Мы успокоимся надолго,

И станет полноводней Волга,

И рейнская струя светлей, –

И умудренный человек

Почтит невольно чужестранца,

Как полубога, буйством танца

На берегах великих рек.

Размышления Мандельштама об историческом пути России были связаны с идеями Чаадаева и Герцена. В 1914 году в статье о Чаадаеве он писал: «С глубокой, неискоренимой потребностью единства, высшего исторического синтеза родился Чаадаев в России . У него хватило мужества сказать России в глаза страшную правду, – что она отрезана от всемирного единства, отлучена от истории, этого «воспитателя народов Богом». Дело в том, что понимание Чаадаевым истории исключает возможность всякого вступления на исторический путь. Мало одной готовности, мало доброго желания, чтобы «начать» историю. Ее вообще невозможно начать. Не хватает преемственности, единства. Единства не создать, не выдумать, ему не научиться. Где нет его, там в лучшем случае – «прогресс», а не история, механическое движение часовой стрелки, а не священная связь и смена событий». Разговор с Чаадаевым продолжается в статье «О природе слова»: «Чаадаев, утверждая свое мнение, что у России нет истории, то есть что Россия принадлежит к неорганизованному, неисторическому кругу культурных явлений, упустил одно обстоятельство, – именно: язык.

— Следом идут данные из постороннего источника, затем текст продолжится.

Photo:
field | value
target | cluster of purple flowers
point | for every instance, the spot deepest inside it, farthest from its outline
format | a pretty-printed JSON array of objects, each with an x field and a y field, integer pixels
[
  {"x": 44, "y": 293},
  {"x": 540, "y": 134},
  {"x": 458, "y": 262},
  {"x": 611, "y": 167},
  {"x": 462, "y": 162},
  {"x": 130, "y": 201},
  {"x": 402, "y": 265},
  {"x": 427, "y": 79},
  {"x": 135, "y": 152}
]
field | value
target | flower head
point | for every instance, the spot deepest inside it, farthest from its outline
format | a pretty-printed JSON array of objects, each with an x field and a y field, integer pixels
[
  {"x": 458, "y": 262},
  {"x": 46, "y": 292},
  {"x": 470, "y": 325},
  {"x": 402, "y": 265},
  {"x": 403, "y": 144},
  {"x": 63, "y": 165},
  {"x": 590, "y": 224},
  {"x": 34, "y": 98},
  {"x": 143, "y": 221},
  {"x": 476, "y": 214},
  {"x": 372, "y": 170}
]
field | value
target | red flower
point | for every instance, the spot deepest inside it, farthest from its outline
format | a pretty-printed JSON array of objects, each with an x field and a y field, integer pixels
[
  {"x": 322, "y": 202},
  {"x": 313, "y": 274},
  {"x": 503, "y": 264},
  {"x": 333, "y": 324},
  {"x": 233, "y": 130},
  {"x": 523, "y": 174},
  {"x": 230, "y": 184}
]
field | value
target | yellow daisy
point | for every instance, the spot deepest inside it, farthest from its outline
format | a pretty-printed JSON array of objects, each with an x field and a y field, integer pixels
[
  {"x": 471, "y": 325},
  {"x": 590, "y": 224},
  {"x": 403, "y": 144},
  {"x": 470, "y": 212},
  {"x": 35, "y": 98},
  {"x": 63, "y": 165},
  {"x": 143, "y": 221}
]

Столь высоко организованный, столь органический язык не только дверь в историю, но и сама история. Для России отпадением от истории, отлучением от царства исторической необходимости и преемственности, от свободы и целесообразности было бы отпадение от языка. «Онемение» двух-трех поколений могло бы привести Россию к исторической смерти . Поэтому совершенно верно, что русская история идет по краешку . и готова каждую минуту сорваться в нигилизм, то есть в отлучение от слова.»

С началом войны в Петрограде стали устраивать вечера в пользу раненых. Вместе с Блоком, Ахматовой, Есениным Мандельштам выступает в Тенишевском и Петровском училищах. Его имя не раз встречается в газетных заметках об этих вечерах.

В декабре 1915 года Мандельштам выпускает второе издание «Камня», по объему почти втрое больше первого. Во второй «Камень» вошли такие шедевры, как «Вполоборота, о, печаль» («Ахматова»), «Бессоница. Гомер. Тугие паруса», «Я не увижу знаменитой Федры». Сборник включал и новые стихи о Петербурге: «Адмиралтейство», «На площадь выбежав, свободен» (Казанский собор) с подзаголовком «Памяти Воронихина», «Дев полуночных отвага», «В спокойных пригородах снег». Второй «Камень» получил значительно больше откликов, чем первый. «Это одна из тех редких книг, – писал критик «Одесских новостей», – значительность которых уже заранее надолго предопределяет их судьбу. Осип Мандельштам сохраняет своеобразие поэтического лица – в поэзии современной и прошлой у него нет двойников. Какие бы нити ни связывали Мандельштама с акмеизмом, – а в более раннюю пору и с символизмом, – в целом его творчество минует всякие поэтические школы и влияния. В современности он хочет выявить ее сущность».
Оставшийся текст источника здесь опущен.